Los profesionales, los que llevan mucho tiempo, campean a sus anchas y se dedican a atacar, cuando toca, alabar, sobre todo a sus líderes y, como si fuera lo más normal del mundo, a utilizar los medios del estado en beneficio propio.

Esto, a los que vemos la función desde la platea, nos parece muy mal. Vemos cómo son encausados, pero no encarcelados; encarcelados, pero por poco tiempo y con muchos beneficios penitenciarios…

Indignados, algunos, se alzan y levantan la voz. Se genera un movimiento ciudadano y renace la esperanza. Nosotros no somos así, proclaman. Y comienza el juego.

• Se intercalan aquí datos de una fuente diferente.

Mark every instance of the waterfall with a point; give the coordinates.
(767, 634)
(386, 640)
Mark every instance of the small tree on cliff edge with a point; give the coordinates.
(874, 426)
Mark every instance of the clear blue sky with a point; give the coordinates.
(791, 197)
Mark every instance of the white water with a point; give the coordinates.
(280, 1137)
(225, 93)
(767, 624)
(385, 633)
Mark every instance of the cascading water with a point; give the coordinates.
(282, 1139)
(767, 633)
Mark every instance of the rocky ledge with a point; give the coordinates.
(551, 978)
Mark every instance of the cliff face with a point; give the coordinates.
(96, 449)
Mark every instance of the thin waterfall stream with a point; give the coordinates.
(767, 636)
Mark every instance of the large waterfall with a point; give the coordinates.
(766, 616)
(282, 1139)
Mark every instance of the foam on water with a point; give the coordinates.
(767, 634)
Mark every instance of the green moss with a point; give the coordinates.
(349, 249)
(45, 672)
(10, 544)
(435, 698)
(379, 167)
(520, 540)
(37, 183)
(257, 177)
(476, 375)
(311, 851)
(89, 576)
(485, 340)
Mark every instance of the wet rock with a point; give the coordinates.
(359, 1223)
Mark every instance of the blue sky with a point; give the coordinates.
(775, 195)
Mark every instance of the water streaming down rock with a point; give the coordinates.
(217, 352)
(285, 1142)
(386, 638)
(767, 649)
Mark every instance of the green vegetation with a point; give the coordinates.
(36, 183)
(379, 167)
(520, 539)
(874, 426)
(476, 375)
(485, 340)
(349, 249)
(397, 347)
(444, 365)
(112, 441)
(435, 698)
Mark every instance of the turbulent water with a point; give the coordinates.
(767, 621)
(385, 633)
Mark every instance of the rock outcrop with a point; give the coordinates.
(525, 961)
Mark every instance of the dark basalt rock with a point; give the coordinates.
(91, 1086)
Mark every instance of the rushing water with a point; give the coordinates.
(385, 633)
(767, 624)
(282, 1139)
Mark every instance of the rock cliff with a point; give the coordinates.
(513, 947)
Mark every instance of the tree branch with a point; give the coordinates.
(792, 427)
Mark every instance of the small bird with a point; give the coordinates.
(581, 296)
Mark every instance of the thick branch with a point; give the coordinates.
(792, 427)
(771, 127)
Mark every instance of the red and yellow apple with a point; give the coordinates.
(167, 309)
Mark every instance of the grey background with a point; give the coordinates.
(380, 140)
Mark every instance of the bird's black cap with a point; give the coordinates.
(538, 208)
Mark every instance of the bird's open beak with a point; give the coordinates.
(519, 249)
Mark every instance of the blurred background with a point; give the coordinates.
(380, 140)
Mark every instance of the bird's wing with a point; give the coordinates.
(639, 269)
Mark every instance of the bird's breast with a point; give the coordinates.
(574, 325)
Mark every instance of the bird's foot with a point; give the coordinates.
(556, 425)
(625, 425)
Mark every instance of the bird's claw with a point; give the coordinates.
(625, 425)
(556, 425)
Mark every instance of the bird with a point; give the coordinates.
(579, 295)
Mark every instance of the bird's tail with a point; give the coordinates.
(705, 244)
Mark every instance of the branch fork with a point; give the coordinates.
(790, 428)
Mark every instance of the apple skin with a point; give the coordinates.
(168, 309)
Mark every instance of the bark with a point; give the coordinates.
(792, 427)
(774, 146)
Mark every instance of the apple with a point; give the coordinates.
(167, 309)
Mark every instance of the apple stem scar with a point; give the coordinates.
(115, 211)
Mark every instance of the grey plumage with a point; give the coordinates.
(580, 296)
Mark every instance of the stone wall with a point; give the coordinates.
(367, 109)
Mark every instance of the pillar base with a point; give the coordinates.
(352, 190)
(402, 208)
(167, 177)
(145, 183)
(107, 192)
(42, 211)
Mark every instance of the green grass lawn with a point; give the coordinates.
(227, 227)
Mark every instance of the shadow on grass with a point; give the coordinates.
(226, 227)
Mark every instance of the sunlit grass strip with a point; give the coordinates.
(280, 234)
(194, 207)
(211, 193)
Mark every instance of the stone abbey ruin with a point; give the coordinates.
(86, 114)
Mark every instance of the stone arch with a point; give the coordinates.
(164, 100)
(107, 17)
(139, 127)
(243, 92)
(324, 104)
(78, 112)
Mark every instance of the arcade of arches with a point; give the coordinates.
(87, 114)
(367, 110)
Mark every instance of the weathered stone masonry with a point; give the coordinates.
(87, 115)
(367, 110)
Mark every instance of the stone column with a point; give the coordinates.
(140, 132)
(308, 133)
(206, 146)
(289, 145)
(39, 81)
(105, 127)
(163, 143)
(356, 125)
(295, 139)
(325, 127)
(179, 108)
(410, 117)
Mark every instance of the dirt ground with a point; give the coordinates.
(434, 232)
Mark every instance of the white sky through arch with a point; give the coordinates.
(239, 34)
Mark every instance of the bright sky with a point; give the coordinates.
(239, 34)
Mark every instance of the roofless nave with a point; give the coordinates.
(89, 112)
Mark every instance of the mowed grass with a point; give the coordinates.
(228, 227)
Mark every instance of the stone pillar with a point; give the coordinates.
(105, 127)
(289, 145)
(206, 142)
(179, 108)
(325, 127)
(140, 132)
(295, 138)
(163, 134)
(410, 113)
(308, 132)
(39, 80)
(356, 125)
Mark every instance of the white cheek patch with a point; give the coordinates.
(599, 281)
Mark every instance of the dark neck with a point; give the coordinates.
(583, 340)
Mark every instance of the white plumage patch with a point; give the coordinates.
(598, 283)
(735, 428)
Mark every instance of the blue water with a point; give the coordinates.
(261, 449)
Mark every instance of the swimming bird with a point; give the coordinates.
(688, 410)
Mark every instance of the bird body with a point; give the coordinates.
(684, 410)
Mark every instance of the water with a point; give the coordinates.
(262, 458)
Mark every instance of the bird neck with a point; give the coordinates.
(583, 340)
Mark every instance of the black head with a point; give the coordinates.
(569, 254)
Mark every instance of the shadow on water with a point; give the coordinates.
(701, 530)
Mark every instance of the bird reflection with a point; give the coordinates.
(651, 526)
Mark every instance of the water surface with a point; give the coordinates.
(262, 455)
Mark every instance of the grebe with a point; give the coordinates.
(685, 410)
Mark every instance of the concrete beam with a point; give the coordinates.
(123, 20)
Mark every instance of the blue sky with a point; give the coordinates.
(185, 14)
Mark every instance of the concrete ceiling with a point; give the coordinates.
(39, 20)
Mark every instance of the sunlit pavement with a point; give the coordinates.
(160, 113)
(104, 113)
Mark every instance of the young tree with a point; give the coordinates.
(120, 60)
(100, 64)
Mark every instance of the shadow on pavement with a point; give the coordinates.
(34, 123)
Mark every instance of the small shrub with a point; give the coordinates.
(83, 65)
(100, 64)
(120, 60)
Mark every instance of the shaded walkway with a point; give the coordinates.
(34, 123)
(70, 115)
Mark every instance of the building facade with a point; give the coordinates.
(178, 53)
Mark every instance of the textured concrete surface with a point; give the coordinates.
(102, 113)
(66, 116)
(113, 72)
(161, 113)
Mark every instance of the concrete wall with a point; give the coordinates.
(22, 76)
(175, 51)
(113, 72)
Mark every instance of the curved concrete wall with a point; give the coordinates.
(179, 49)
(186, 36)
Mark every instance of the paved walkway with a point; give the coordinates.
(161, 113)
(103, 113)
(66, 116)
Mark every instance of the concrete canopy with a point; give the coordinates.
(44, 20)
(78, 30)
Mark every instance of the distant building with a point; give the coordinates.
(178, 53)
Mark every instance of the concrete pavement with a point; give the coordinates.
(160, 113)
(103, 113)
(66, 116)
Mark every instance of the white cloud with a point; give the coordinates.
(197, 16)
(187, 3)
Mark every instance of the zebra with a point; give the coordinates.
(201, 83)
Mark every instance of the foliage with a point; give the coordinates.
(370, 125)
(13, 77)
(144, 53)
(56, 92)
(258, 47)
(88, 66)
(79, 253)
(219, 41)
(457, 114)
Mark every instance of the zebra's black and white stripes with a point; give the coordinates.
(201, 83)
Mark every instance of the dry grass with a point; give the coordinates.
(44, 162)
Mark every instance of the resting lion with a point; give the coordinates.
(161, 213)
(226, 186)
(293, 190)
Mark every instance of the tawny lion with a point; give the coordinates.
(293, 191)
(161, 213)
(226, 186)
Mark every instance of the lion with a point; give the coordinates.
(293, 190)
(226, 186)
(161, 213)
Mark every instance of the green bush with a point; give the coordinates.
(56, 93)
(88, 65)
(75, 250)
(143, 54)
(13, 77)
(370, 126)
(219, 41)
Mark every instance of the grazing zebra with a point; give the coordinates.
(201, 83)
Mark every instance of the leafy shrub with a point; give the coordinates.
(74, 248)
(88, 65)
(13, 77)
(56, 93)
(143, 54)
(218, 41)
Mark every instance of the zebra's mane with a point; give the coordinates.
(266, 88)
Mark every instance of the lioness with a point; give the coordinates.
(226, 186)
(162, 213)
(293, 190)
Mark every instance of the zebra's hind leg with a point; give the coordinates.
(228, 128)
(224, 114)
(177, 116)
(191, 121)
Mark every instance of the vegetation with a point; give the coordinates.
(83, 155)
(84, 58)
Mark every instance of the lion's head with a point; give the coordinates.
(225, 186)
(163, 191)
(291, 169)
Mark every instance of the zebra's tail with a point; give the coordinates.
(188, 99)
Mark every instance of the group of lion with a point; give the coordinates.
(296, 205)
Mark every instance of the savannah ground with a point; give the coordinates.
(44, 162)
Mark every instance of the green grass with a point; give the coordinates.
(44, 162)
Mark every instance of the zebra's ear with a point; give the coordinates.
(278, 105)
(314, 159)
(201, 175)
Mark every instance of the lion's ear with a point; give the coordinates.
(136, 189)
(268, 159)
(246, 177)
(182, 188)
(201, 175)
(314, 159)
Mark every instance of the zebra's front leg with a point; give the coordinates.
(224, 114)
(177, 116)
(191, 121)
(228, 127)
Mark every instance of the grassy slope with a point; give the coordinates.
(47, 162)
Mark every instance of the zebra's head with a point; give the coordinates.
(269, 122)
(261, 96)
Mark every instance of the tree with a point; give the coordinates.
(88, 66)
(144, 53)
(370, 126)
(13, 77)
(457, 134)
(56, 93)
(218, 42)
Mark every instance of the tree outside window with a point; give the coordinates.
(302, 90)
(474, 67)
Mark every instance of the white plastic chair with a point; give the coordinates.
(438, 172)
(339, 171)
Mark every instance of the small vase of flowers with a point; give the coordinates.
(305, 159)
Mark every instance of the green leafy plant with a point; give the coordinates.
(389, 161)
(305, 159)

Estos nuevos adalides de la libertad, por estadística, serán los próximos corruptos que defraudarán a la ciudadanía en breve. Por su corta experiencia, sus fallos serán más evidentes; pero, adiestrados por el tiempo, aprenderán a jugar.

Es por ello que, antes que vengan los salvadores de la patria enarbolando banderas de justicia, votaremos a los que conocemos, a los mediocres efectivos que decepcionaron a nuestra conciencia y favorecieron la macroeconomía: Pero que conocemos.

Con sus proclamas insulsas, vacías de contenido, sus sonrisas cansadas y cercanas a la mueca, reconquistan el corazón del cortejado, con bombones que engordan y no alimentan; con flores a las que cualquiera sería alérgico, pero que aceptamos.

Son el mal menor. Suponemos que es el mal menor.

El bien ya no aparece en el horizonte.